My days of fiddling with writing parsers are long ago (https://www.codeproject.com/Articles/7035/A-Java-Language-ID...) but if I remember correctly most languages aim for at most a LL(2) grammar, meaning they are designed so the parser doesn't have to peek more than two tokens ahead before being able to make a correct determination.

C has some fun ones:

a * b;

Is either: a times b if a is a var, or declare a varible b with type a. If a is a typedef.

Also:

some_type b = {a, b, c, d};

Is only valid if some_type is an array or a struct. Which is possibly defined elsewhere in the source.

(I tend to see this syntax in some code bases (some_type) { a, b, c, d }, which is a bit better).

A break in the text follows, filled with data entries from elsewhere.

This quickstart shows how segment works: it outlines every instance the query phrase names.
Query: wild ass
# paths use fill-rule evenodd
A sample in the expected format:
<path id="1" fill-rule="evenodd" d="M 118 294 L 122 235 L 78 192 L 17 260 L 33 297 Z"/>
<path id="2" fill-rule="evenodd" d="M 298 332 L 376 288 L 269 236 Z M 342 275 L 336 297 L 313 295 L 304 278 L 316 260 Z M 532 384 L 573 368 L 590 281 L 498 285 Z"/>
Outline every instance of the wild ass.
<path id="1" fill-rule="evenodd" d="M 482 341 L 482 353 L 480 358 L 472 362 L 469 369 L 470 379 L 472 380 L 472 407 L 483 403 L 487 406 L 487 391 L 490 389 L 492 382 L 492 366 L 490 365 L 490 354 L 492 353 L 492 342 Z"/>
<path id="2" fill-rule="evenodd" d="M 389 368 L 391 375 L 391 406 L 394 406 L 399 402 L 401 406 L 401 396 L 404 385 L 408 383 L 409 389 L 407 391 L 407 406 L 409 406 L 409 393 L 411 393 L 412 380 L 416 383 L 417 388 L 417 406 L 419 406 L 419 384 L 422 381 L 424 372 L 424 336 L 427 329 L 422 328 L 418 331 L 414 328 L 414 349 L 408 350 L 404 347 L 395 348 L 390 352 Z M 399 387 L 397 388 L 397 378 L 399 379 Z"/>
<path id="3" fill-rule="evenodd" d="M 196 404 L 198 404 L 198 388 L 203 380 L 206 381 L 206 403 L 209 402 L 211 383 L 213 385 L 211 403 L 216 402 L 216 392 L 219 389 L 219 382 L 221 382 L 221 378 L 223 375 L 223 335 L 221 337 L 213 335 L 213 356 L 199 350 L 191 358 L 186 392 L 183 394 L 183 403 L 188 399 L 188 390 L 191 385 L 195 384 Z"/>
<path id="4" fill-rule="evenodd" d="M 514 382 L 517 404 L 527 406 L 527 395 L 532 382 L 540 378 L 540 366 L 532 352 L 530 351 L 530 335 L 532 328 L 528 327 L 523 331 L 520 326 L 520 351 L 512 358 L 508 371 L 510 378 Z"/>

Context free grammars are perfectly capable of expressing matched curly braces, even with unbounded nesting. Am I missing something?
Yes, thinking about it that alone is not sufficient. Still, I'd claim that most languages are not context free.

CPP (Pre-processor) aside, C is not context free due to typedef making identifiers ambiguous. Also if-then-else? Since C++ templates are turing-complete, the grammar is probably unrestricted.

Python is not context free due to

    if ...:
        stmt1
        if ...:
           stmt2
        stmt3
stmt3 and stmt1 have to share the same level of indentation to form a valid Python program, but they might contain arbitrary indentation within brackets.